Wir starten in der Sorglosigkeit, in der wir noch alles wie bisher tun. Dann wird uns langsam bewusst, dass wir diese Dinge auch anders tun könnten. Wir erhalten Wissen an die Hand, unser Denken (unsere kognitiven Prozesse) wird angeregt. Jemand erzählt uns, wie wir für uns besser damit umgehen könnten. Wir sammeln Punkte für unsere Umentscheidung oder Infragestellung. Wir bereiten die Veränderung vor.

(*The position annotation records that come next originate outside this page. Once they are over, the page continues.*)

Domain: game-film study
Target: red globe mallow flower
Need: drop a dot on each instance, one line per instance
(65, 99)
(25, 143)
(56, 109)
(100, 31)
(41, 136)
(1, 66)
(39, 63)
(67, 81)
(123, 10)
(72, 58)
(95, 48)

Sammeln weitere Informationen, holen uns Erfahrungsberichte von anderen ein, wägen Vor- und Nachteile der alten und der neuen Handlung ab. Testen das Neue, steuern nach, suchen noch bessere Alternativen, …. Dann starten wir bewusst mit der neuen Handlung / Alternative. Bis hierhin dauert es meistens ein bisschen. Ist aber oft noch nicht so schwer, weil wir es versuchsweise tun / getan haben. Doch jetzt wird’s ernst! Und das merken wir. Jetzt fängt es oft an, sich in uns zu streuben. „Nein! Dauerhaft will ich das nicht!“ Hier kommen affektive Prozesse – unsere Emotionen – mit ins Spiel. Das Alte ist einfach und bequem oder routiniert geworden. Es hat bis heute zu uns gepasst. So einfach wie das Alte muss das Neue erst werden. Und das dauert meist ein wenig. Jetzt müssen wir das Neue dauerhaft aufrechterhalten. Wollen dem Alten nicht mehr nachgeben. „Aber das ist doch so schön / lecker / lustvoll gewesen“. Dann sollte das Neue auch schön, lecker oder lustvoll werden. Denn das Alte haben wir ja auch dauerhaft durchgehalten. Dann kann etwas Neues, das die gleichen Attribute erfüllt, auch etwas Dauerhaftes werden. Wir brauchen nur Routine, und die können wir uns durch Regelmäßigkeit antrainieren, d.h. hier handeln wir ggf. täglich, um unser Ziel zu erreichen (Verhaltensorientierte Prozesse). Wie können wir uns aktivieren, durchhalten, weitermachen? Bis zur Stabilisierung der neuen Handlung. Vergessen Sie aber dabei nicht, sich regelmäßig für das Tun und das Durchhalten zu belohnen. Mit schönen Dingen, nicht mit „Jetzt habe ich so lange durchgehalten, jetzt darf ich mal wieder“. Entwickeln Sie etwas neues Schönes zur Belohnung.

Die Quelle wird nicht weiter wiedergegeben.